When we’re apart, we feel incomplete. If absence makes the heart grow fonder, it also leads to constant chatter about the missing object of affection. This fixation and preoccupation is what others find tiresome about the love-struck. People roll their eyes and think us temporarily insane. Which, of course, we are.

5. New lovers have much in common with addicts.

Magnetic resonance imaging reveals that the nucleus acumens, the part of the brain that is activated in lovers, is the same part that lights up in cocaine users and gamblers when they act out their addiction.

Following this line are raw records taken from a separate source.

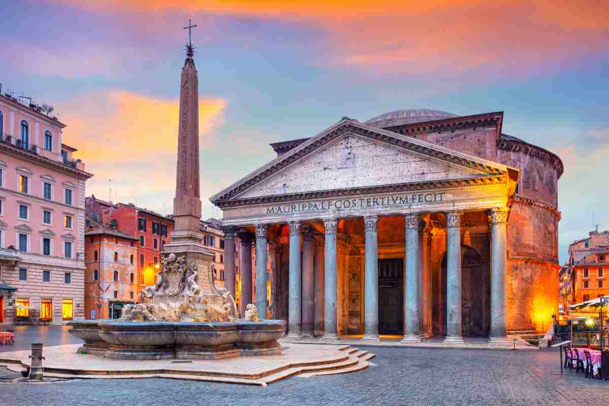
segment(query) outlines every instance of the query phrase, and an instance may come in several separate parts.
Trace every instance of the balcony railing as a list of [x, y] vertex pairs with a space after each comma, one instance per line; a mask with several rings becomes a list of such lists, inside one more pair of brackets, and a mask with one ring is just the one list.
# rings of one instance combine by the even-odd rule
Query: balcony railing
[[19, 261], [21, 257], [19, 251], [10, 248], [0, 248], [0, 261]]

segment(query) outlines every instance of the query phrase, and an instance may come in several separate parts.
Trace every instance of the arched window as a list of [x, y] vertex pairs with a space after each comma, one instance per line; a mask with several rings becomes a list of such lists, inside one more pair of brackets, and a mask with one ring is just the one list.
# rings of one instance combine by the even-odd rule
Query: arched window
[[44, 131], [44, 149], [53, 150], [53, 135], [48, 130]]
[[30, 143], [30, 126], [25, 120], [21, 120], [21, 125], [19, 133], [19, 139], [21, 140], [21, 144], [25, 149], [29, 148]]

Greek mythology provides us with imaginative and amusing ways to describe the felt intensity of romantic love. Aphrodite, the goddess of love and beauty, had a son named Cupid. His job, as an archer, was to dip arrows into his mother’s secret love potion before he took aim.

Once Cupid’s arrow hit its target, the victim fell madly in love with the next person he or she saw. This myth has given rise to some of the most extraordinary love legends of all time, including those of Apollo and Daphne, Helen of Troy, Antony and Cleopatra, and Romeo and Juliet.

We now know that the “hit” of romance can be partially explained by biochemistry. It’s just an overabundance of particular chemicals.

As they float on a sea of PEA (Phenethylamine), lovers report more sensational and adventurous sexual experiences than they’ve ever enjoyed before, such as “mile-high sex” and a heightened pleasure in sensory qualities that might normally be a turnoff.

Napoleon Bonaparte, for example, once wrote to Josephine, “I’m coming home. Please don’t wash.”

As if a generous shot of PEA weren’t enough, the love cocktail is also spiked with endorphins, which boost pleasure and decrease pain, and oxytocin, a hormone released during physical touch that promotes bonding.

This cocktail infuses us with euphoria and extraordinary energy, which is why crucial parts of life, like sleep and nourishment, seem unimportant. Our perspective becomes so skewed that we see only what is good and beautiful in our lover; we’re blind to all else.

6. To fall in love is natural.

It’s effortless — that’s why we call it falling. But to remain in that state of euphoria is not. Long-lasting love results from the necessary work that two people do — the self-work, primarily — to create a strong, durable partnership over time.

7. We need three types of skills to keep it alive.

We must foster self-knowledge, learn communication skills (like fair fighting and appropriate self-disclosure), understand our partner’s love language, and develop the kinds of attributes that spiritual traditions have emphasized forever: generosity, patience, and empathy.

With practice and courage we can often find ourselves back at the first place of magic again and again. This time we don’t get there by “falling” but through the actions and willingness that carry us back to the heart.